But the office of Attorney General Jerry Brown later said that release was incorrect. Lawyers for Dunn and the other defendants said deal with the state called for Dunn's case to be dismissed.

"This is a vindication of Patty Dunn in every sense of the word," said her lawyer, James Brosnahan. "It shows what she's maintained throughout: that she's innocent of these charges."

The four were initially charged in October with four felony counts: use of false or fraudulent pretenses to obtain confidential information from a public utility; unauthorized access to computer data; identity theft; and conspiracy to commit each of those crimes.

Each of those charges carried a fine of up to $10,000 and three years in prison.
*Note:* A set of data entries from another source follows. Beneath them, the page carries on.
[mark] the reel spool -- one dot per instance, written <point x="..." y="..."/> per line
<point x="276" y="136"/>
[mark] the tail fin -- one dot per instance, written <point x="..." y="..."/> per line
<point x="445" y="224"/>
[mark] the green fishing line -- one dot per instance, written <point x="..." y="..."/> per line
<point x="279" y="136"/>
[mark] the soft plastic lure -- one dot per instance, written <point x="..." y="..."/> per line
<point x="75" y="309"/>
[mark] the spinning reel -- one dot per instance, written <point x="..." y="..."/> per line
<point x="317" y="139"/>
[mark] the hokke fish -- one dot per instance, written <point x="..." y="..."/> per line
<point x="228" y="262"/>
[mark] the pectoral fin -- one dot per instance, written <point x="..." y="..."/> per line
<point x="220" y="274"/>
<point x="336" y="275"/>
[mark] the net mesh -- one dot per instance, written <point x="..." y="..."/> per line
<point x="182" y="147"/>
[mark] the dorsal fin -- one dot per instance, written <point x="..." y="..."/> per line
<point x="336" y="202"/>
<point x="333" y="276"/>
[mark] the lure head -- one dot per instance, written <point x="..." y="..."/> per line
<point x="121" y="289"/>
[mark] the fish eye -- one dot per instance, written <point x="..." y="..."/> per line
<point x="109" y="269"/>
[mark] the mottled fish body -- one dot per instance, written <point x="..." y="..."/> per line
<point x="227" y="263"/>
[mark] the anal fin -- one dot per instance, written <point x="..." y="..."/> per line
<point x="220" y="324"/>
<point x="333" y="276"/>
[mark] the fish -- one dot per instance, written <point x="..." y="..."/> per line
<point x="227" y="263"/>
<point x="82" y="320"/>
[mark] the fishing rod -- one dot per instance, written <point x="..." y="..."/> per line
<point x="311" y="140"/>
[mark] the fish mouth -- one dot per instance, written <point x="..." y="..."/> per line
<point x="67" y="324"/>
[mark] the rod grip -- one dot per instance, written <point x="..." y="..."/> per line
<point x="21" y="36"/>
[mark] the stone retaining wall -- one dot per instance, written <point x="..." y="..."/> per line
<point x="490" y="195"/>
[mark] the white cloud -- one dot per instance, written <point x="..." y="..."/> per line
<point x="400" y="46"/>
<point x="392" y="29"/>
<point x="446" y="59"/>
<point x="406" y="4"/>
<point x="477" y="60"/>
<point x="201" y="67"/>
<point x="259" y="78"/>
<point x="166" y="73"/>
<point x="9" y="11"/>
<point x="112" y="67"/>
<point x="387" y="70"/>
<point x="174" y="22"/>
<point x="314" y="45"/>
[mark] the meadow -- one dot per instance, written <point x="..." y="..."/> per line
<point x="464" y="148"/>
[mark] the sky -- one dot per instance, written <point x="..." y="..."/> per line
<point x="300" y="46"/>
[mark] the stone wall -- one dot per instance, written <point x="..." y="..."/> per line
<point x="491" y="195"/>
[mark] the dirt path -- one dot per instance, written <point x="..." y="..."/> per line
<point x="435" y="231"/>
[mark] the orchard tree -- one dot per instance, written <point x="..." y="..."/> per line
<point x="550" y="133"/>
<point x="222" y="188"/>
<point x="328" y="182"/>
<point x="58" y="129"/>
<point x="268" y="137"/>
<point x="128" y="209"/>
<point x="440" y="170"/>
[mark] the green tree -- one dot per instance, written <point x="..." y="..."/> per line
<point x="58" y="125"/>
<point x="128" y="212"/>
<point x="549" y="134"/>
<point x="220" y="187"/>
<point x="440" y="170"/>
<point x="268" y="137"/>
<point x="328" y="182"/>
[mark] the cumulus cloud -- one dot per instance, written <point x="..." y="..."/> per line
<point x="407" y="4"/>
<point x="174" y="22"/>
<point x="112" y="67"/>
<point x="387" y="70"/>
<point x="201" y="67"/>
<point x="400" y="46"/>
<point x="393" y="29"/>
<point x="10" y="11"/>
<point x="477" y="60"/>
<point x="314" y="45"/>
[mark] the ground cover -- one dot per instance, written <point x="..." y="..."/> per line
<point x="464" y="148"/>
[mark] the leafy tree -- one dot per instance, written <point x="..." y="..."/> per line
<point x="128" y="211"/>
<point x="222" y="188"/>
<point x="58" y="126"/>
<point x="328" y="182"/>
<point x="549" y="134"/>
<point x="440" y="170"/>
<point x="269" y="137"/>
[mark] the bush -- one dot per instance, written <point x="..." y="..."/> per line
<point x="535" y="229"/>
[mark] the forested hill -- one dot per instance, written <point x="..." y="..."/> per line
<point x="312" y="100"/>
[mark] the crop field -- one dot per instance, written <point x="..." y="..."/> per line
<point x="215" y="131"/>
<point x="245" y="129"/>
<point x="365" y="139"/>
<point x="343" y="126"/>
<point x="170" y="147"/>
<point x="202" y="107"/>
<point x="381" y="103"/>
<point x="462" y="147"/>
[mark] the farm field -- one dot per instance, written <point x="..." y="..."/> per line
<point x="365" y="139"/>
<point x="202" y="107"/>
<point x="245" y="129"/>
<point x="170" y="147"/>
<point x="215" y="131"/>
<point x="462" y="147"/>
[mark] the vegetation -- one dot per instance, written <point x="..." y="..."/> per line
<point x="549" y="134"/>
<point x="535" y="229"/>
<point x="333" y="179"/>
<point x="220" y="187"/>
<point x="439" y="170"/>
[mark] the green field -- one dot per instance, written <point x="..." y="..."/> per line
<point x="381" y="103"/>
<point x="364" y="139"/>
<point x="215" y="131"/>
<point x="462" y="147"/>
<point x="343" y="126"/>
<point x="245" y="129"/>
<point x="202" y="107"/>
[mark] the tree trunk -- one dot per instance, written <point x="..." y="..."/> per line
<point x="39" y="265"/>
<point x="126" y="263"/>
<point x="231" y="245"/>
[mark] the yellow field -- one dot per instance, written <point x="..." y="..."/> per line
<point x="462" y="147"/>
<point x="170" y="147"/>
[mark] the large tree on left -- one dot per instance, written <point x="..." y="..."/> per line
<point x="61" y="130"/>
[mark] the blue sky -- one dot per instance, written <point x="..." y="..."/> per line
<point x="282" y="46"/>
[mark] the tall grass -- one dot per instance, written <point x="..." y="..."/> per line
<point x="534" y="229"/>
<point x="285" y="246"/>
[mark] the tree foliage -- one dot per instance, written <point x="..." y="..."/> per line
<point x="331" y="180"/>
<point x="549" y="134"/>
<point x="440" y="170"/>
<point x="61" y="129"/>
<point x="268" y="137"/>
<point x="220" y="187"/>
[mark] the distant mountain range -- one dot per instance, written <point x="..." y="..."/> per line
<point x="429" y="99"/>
While the deal with state prosecutors allows all four defendants to escape jail time, federal prosecutors have said their investigation of the HP leaks probe is ongoing.

"The guilty pleas offered today will not prevent federal prosecutors from filing criminal charges against Hunsaker, DeLia or DePante -- if they so choose," the attorney general's office said in its statement.

Dunn, Hunsaker, DeLia and Depante did not attend Wednesday's hearing.

A fifth defendant, private investigator Bryan Wagner, was also charged by the state in October. But the state's case against him was dropped after Wagner pleaded guilty to the same charges in federal court and agreed to testify for the prosecution.

No other federal charges have been filed in connection with HP's effort to spy on its own board members.

The boardroom scandal shook Hewlett-Packard, with Dunn stepping down as chairwoman and several other top executives resigning over their roles in the subterfuge.

HP's investigation, which took place in 2005 and 2006, erupted into a national scandal after HP disclosed that the detectives it hired had obtained the private phone records of directors, employees and journalists in an effort to ferret out the source of media leaks.

Using a shady tactic known as "pretexting," the detectives obtained the Social Security numbers of their targets and fooled telephone companies into divulging their detailed call logs.

Shares of the region's oldest and biggest technology company were unscathed by the scandal, as the stock price steadily rose through much of last year.

HP's stock was up 15 cents, to $39.70, in afternoon trading Wednesday on the New York Stock Exchange.